Supreme Court to review Google’s liability for radicalization
Plaintiffs say the tech giant allowed terrorist ideas to spread
A Supreme Court fresh from summer recess waded into the murky waters of social media last Monday. The court agreed to hear a case about platforms’ liability for user-provided content—with tragic and compelling facts.
In Gonzalez v. Google, the tech giant is being sued by the family of Nohemi Gonzales, an American killed in the November 2015 terrorist attacks in Paris. The 23-year-old student died when three Islamic State militants fired into a crowd of diners at La Belle Equipe bistro in Paris—part of several coordinated terror attacks.
Gonzalez’s relatives and estate subsequently brought an action against Google, which owns YouTube, contending that the company aided and abetted ISIS in the attack. The family claims Google not only allowed ISIS to post videos inciting violence but also recommended ISIS videos to platform users targeted by algorithms indicating which users would be interested in the content. The company uses automated algorithms to maximize viewers’ screen time and exposure to sidebar and banner advertising.

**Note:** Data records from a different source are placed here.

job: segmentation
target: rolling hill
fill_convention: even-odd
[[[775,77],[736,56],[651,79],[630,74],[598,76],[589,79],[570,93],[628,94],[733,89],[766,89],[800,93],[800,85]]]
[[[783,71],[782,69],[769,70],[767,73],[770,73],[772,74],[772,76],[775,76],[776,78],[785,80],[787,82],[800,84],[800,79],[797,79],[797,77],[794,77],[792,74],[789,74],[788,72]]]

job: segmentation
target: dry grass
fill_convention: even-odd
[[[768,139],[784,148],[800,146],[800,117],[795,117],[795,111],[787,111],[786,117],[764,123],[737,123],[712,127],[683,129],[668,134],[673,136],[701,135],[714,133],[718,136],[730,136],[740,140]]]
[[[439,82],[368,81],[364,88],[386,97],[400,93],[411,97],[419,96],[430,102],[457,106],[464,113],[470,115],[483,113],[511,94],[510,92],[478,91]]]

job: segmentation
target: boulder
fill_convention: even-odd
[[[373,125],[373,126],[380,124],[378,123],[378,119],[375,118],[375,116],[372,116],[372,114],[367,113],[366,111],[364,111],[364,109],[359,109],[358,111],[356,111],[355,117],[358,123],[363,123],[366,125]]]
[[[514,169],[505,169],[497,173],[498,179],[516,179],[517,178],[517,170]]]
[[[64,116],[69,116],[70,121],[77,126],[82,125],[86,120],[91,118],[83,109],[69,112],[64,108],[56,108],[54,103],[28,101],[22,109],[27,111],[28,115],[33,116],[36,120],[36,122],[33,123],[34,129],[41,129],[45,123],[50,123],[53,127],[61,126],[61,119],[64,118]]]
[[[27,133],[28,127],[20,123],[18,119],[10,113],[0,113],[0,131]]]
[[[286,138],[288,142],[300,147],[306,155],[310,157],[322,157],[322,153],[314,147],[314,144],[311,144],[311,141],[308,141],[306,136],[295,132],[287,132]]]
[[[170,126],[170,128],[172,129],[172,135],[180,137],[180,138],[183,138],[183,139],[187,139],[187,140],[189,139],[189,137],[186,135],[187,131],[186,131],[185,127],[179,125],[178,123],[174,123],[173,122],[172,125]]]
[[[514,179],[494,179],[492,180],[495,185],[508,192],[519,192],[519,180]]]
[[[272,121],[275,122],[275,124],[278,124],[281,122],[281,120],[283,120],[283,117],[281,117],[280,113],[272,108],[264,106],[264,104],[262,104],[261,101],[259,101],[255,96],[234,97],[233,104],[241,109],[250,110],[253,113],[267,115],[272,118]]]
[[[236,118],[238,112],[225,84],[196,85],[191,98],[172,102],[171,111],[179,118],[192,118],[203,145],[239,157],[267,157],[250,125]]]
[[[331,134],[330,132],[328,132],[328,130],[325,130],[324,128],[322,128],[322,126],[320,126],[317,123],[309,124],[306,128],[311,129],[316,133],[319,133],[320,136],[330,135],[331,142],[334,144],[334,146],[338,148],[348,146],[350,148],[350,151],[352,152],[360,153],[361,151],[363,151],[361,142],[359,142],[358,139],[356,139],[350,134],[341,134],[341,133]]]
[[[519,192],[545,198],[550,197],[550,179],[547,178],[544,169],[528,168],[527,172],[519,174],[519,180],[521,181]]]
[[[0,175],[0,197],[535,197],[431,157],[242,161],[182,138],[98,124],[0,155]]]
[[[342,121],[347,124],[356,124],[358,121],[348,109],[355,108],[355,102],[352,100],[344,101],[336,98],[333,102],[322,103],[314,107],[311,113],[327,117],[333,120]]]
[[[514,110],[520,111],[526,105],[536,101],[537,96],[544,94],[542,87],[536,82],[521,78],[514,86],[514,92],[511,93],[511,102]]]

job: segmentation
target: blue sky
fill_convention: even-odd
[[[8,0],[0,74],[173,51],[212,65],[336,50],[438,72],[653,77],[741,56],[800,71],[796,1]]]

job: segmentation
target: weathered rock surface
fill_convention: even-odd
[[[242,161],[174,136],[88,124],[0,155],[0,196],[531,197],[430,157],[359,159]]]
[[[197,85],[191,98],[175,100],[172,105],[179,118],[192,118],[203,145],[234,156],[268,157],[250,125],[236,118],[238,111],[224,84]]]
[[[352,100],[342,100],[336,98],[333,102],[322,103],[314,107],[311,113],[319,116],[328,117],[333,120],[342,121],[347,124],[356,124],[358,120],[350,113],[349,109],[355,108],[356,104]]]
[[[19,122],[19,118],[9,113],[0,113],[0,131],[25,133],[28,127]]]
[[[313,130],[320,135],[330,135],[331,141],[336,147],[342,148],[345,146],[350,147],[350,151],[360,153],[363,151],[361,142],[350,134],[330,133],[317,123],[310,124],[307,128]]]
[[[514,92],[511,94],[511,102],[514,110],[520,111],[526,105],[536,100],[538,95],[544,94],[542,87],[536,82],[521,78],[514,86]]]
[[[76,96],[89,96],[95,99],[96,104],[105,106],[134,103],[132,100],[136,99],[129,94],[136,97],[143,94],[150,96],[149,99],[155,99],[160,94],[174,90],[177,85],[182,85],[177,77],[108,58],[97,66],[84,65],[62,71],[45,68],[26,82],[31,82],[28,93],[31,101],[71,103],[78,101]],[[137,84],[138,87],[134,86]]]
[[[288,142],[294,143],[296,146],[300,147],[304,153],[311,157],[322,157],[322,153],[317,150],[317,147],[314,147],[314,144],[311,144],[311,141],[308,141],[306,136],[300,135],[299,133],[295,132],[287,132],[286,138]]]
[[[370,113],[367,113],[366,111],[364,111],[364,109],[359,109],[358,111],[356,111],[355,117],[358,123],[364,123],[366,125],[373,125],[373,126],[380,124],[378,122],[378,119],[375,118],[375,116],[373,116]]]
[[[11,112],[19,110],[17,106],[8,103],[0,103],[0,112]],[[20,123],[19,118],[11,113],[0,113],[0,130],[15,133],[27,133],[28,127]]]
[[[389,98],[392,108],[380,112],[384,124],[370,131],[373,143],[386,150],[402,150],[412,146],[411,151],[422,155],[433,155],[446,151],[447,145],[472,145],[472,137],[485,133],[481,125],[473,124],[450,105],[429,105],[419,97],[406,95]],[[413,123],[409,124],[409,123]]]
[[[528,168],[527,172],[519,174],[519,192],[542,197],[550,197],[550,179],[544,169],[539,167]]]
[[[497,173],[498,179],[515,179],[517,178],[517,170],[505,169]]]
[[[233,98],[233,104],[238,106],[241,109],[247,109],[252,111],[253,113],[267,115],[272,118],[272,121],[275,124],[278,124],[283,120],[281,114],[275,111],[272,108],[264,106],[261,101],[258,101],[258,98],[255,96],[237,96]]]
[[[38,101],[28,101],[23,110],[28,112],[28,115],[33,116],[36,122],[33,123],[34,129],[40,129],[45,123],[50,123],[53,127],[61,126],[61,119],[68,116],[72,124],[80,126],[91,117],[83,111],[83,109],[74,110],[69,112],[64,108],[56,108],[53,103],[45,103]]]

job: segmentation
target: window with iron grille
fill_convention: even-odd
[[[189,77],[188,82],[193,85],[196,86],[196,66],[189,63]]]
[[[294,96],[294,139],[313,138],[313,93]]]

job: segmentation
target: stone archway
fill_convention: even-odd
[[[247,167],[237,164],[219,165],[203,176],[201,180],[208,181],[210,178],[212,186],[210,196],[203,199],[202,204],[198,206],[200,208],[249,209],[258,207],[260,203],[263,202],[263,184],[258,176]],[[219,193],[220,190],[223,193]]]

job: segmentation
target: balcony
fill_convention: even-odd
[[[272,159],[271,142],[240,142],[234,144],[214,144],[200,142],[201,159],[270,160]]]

In a tortured June 2021 opinion, the 9th U.S. Circuit Court of Appeals rejected the claim that Google was liable, relying on Section 230 of the Communications Decency Act. Enacted at the dawn of the internet, the 1996 federal law sought to foster free speech by immunizing platforms from liability for user-generated content. At the same time, it gave providers broad discretion to moderate content deemed offensive.
As social media providers’ growth has mushroomed, so have the claims that the outsized companies’ control over information has gotten out of hand. Conservatives charge the companies with silencing conservative and Christian voices, especially on topics such as opposition to vaccine mandates or same-sex marriage and gender ideology. Liberals claim the providers have done too little to muzzle hate speech and misinformation, whether about LGBTQ issues or vaccines.
Some also accused President Joe Biden’s administration of being complicit in censorship by pressuring tech companies to block “misinformation” about vaccines during the pandemic. Some groups even demand such censorship. In an Oct. 3 letter, the American Medical Association and two other medical groups asked U.S. Attorney General Merrick Garland to investigate and prosecute those spreading “disinformation” on social media platforms regarding “evidence-based gender-affirming healthcare.”
Given inaction by Congress, conservative-leaning states have enacted their own laws to corral what they view as Big Tech abuses. Recently, the 5th U.S. Circuit Court of Appeals upheld a Texas law regulating social media platforms, while the 11th Circuit struck down a similar Florida law targeting providers. Both rulings could eventually wind up before the Supreme Court.
The Gonzalez case does not focus on the platform’s content moderation—its de-platforming of users and flagging of objectionable content—but on its algorithmic recommendations. Challengers argue in their petition to the Supreme Court that Google engages in editorial judgment when it recommends videos to users—meaning it can be held liable for extending the audience for the videos even if it can’t for the user-generated content.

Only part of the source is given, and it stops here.